Again – it’s remarkable how easy it is to get people to vote against their own interests.
Funnily enough, Labour itself – under Keir Starmer – was making it abundantly clear, right in the midst of the spiralling cost-of-living anxiety, that it was moving *away* from the Corbyn-era plans. At a time when average British citizens were worrying about the extraordinary bill rises and general financial hardship – precisely the things that Corbyn and co were addressing in 2019 – Starmer and his team announced (on July 25th) that they have no interest in such policies.
As was reported in July, ‘The party has abandoned pledges on nationalising rail, mail, water and energy companies, as they had promised under Mr Corbyn before the 2019 general election. Shadow chancellor Rachel Reeves insisted Labour’s 2019 manifesto no longer fitted with the party’s ‘fiscal rules’ and had been ‘scrapped’…’
It’s entirely possible the present Labour leadership took that position simply to distance itself from Corbyn and the perceived stigma. But Starmer and co also appear to be ignoring Gordon Brown too (a man who knows a thing or two about economics).
So both the government and the main opposition appear to be more interested in playing politics with this crisis rather than actively looking to solve it.
While all of this cost-of-living crisis is dominating headlines, Boris – still technically the Prime Minister – has been on two different vacations in a fortnight and appears to consider the whole thing someone else’s problem now that he has nothing to gain from caring anymore.
Don’t count on Liz Truss saving the day either.
Still, these are the people the British public have chosen to vote into power over and over again.
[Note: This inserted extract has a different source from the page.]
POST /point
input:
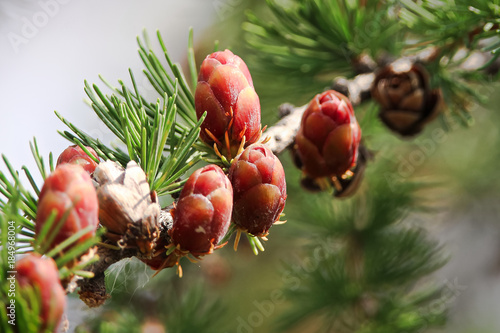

And I wouldn’t be particularly shocked if the Conservatives still manage to win the next election too.
Meanwhile, things could potentially get a lot worse yet.
Bloomberg meanwhile suggests ‘The UK is facing a perfect storm of cold weather and gas shortages that could mean organised blackouts in January… Homes and businesses being asked by the government to curb their energy use is the latest sign the UK is being dragged into a 1970s-style malaise, alongside soaring inflation, political turmoil, economic uncertainty and industrial unrest…’
I mean, it’s possible that’s an overly grim forecast. But the way things appear to be going in this country the last few years, it isn’t excessive to suggest that people brace themselves for worst case scenarios.
What a goddamn minute. Since when were you watching GoT, from the beginning? Shame how that show fell off. I’m not inspired for this new reboot House of Dragons or whatever they’re selling.
Would there be? Didn’t they almost vote in that far right politician lady? Isn’t that an example of France with their own chickens voting for the axe?
And that’s just BP as one sole example, too.
I presume you know about Mick Lynch. What did you make of his claims regarding re-nationalisation not being possible had the UK remain within the EU? https://youtu.be/85cb4gKPpDs?t=103
What are your thoughts on, warm-banks?
Thanks for commenting. On the subject of France, yeah I think they’d absolutely be on the streets. Culturally, they seem to not accept or tolerate bad government or unfair hardships the same way we do in the UK. Do you remember the Yellow Vests protests in France – and how widespread they were and how long they went on for?
The thing about nationalisation and whether the EU would allow it is something I’ve seen raised – even by Corbyn I think. I don’t know. From what I understand, France has recently nationalised or partially nationalised some energy companies and the EU, I assume, wasn’t an impediment to that.
‘Warm Banks – I can guess what that means. And it wouldn’t surprise me one bit.
FYI, I still haven’t watched even a single episode of Games of Thrones yet. I’m beginning to doubt I’ll ever get started.